Fresh figures are expected to show net migration reached record levels last year as Labour accused the Government of making a mess on immigration and the Prime Minister claimed the Opposition have “absolutely no ideas” on the subject.
The Office for National Statistics will publish data on Thursday for the year ending December 2022.
Analysis by the Centre for Policy Studies forecasts net migration could have hit between 700,000 and 997,000 in that period.
Those figures are substantially higher than the 226,000 level when the 2019 Conservative Party manifesto promised that “overall numbers will come down” following the introduction of post-Brexit border controls.
Rishi Sunak has promised action to bring down net migration, telling reporters on a recent trip to Japan that he wanted to be “crystal clear” with the public that the “numbers are too high” and he wants to “bring them down”.
The latest available figures showed levels are already at a record high.
Total net migration – the difference between the number of people moving to the UK and the number leaving the country – in the 12 months to June 2022 stood at an estimated 504,000.
This was up sharply from 173,000 in the year to June 2021.
The rise was driven by a series of “unprecedented world events”, according to the ONS, including the war in Ukraine, the end of Covid-19 lockdown restrictions, the resettlement of Afghan refugees, the new visa route for British nationals from Hong Kong and students arriving from outside the European Union.
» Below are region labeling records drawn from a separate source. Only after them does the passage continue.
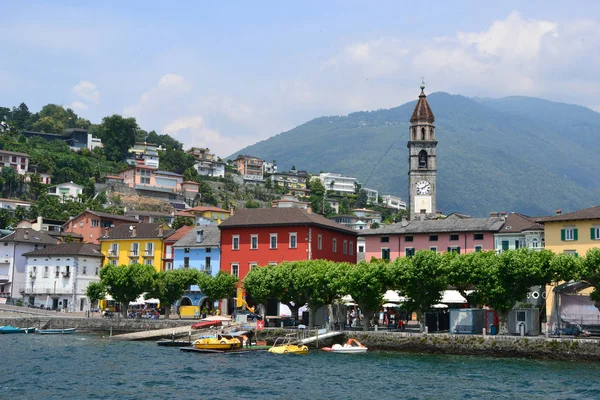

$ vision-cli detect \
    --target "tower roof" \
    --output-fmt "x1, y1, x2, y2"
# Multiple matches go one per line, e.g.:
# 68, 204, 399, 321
410, 83, 435, 124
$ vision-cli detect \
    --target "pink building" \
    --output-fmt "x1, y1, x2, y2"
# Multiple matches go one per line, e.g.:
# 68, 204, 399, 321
361, 214, 504, 261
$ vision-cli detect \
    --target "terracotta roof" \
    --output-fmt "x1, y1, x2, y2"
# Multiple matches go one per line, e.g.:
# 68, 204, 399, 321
98, 223, 173, 240
410, 87, 435, 124
498, 213, 544, 233
23, 243, 104, 257
0, 228, 58, 244
173, 225, 221, 247
361, 217, 504, 236
219, 207, 356, 235
164, 225, 194, 242
190, 206, 229, 213
535, 206, 600, 224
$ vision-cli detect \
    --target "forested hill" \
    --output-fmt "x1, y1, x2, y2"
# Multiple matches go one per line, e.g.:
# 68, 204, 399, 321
233, 93, 600, 216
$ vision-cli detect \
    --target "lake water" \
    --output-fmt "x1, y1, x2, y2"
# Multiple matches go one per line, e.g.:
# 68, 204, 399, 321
0, 335, 600, 400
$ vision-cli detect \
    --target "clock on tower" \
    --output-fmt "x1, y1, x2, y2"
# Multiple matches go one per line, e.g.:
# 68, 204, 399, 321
406, 82, 437, 220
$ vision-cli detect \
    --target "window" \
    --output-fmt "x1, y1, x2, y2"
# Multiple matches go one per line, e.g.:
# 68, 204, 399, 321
381, 249, 390, 260
269, 233, 277, 249
560, 228, 578, 241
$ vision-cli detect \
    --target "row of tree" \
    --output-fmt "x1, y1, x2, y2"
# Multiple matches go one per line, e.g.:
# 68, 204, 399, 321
243, 249, 600, 329
86, 264, 238, 319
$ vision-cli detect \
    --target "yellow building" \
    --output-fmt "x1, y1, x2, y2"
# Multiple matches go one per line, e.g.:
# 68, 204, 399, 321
184, 206, 231, 225
536, 206, 600, 329
99, 224, 173, 271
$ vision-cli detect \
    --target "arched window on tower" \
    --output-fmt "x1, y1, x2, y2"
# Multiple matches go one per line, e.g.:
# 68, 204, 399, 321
419, 150, 427, 168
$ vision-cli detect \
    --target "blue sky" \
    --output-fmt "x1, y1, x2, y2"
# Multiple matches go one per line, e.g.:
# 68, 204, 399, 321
0, 0, 600, 156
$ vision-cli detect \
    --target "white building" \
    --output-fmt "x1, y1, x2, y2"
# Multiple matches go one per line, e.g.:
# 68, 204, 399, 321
23, 243, 104, 312
0, 228, 58, 299
381, 194, 406, 210
494, 213, 544, 253
315, 172, 357, 193
48, 181, 83, 203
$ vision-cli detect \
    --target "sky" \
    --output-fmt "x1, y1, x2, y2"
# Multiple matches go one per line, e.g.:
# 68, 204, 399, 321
0, 0, 600, 157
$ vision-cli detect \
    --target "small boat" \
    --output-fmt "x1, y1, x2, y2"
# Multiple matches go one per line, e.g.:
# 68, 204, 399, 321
0, 325, 35, 334
193, 335, 242, 350
323, 338, 368, 354
36, 328, 76, 335
269, 337, 308, 354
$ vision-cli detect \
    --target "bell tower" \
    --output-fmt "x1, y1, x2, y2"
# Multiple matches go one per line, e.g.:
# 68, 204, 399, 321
406, 82, 437, 220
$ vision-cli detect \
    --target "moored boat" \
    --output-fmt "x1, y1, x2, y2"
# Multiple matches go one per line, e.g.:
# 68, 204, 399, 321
323, 338, 368, 354
0, 325, 35, 334
269, 337, 308, 354
193, 335, 242, 350
36, 328, 76, 335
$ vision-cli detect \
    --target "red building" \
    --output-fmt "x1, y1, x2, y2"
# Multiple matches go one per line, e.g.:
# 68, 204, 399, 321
219, 208, 357, 279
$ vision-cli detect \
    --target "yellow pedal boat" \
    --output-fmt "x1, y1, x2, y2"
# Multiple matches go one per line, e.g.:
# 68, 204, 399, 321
269, 337, 308, 354
194, 335, 242, 350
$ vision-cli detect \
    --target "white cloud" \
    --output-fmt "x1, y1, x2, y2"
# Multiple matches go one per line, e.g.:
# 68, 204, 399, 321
67, 101, 89, 111
71, 81, 100, 104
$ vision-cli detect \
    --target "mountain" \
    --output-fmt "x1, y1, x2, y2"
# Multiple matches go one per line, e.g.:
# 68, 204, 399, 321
233, 93, 600, 216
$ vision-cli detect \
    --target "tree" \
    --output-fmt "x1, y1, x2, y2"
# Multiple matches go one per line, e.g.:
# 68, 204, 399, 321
100, 264, 155, 316
85, 282, 106, 305
171, 216, 196, 229
145, 269, 200, 319
198, 271, 238, 310
343, 261, 390, 331
389, 250, 448, 329
97, 114, 139, 162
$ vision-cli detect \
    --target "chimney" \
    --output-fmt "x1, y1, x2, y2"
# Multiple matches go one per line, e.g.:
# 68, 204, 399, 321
400, 215, 408, 228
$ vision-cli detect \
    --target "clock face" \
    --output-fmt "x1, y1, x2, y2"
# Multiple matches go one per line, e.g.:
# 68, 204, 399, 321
416, 181, 431, 195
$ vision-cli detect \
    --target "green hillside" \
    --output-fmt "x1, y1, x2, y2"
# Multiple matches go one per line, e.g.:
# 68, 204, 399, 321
234, 93, 600, 216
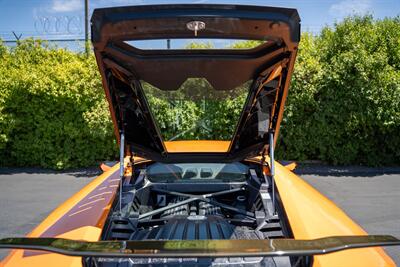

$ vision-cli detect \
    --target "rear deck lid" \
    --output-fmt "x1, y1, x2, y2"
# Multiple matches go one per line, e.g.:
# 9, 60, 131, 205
91, 5, 300, 162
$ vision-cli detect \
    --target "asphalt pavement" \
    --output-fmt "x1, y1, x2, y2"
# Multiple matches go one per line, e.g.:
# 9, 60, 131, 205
0, 164, 400, 266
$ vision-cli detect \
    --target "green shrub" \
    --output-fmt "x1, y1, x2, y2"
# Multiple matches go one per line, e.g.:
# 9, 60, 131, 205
0, 16, 400, 169
279, 16, 400, 165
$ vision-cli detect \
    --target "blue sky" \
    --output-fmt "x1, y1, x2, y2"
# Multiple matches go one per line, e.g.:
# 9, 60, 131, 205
0, 0, 400, 40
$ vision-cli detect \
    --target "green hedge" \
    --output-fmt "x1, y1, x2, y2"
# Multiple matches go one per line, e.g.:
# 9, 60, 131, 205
0, 16, 400, 169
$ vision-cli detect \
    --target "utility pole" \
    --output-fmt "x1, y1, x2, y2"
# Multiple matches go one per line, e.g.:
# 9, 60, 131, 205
84, 0, 90, 56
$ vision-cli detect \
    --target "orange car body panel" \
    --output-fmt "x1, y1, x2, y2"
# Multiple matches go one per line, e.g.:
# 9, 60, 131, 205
0, 146, 396, 267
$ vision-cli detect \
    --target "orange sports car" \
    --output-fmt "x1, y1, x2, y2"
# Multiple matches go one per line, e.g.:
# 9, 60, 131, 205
0, 5, 400, 267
On Tuesday, as part of attempts to attempts to curb net migration, the Government announced that overseas students will be banned from bringing dependants to the UK from January 2024.
The change will not apply to those on postgraduate research programmes.
Mr Sunak said it was the “biggest-ever single measure to tackle legal migration, removing the right for international students to bring dependants, toughening the rules on post-study work, and reviewing maintenance requirements”.
Meanwhile, Labour has unveiled immigration plans under which businesses would be stopped from easing staff shortages by hiring cheaper overseas workers.
During Prime Minister’s Questions, Sir Keir Starmer told the Commons: “The Prime Minister stood on three Tory manifestos, each one promised to reduce immigration. Each promise broken.
“This mess on immigration reveals a Tory Party with no ambition for working people and no ambition for Britain, just the same old failed ideas – low wages and high tax.”
Mr Sunak questioned Labour’s contribution, saying: “There are absolutely no ideas … absolutely no semblance that there would be any control. Why? Because he believes in an open-door migration policy.”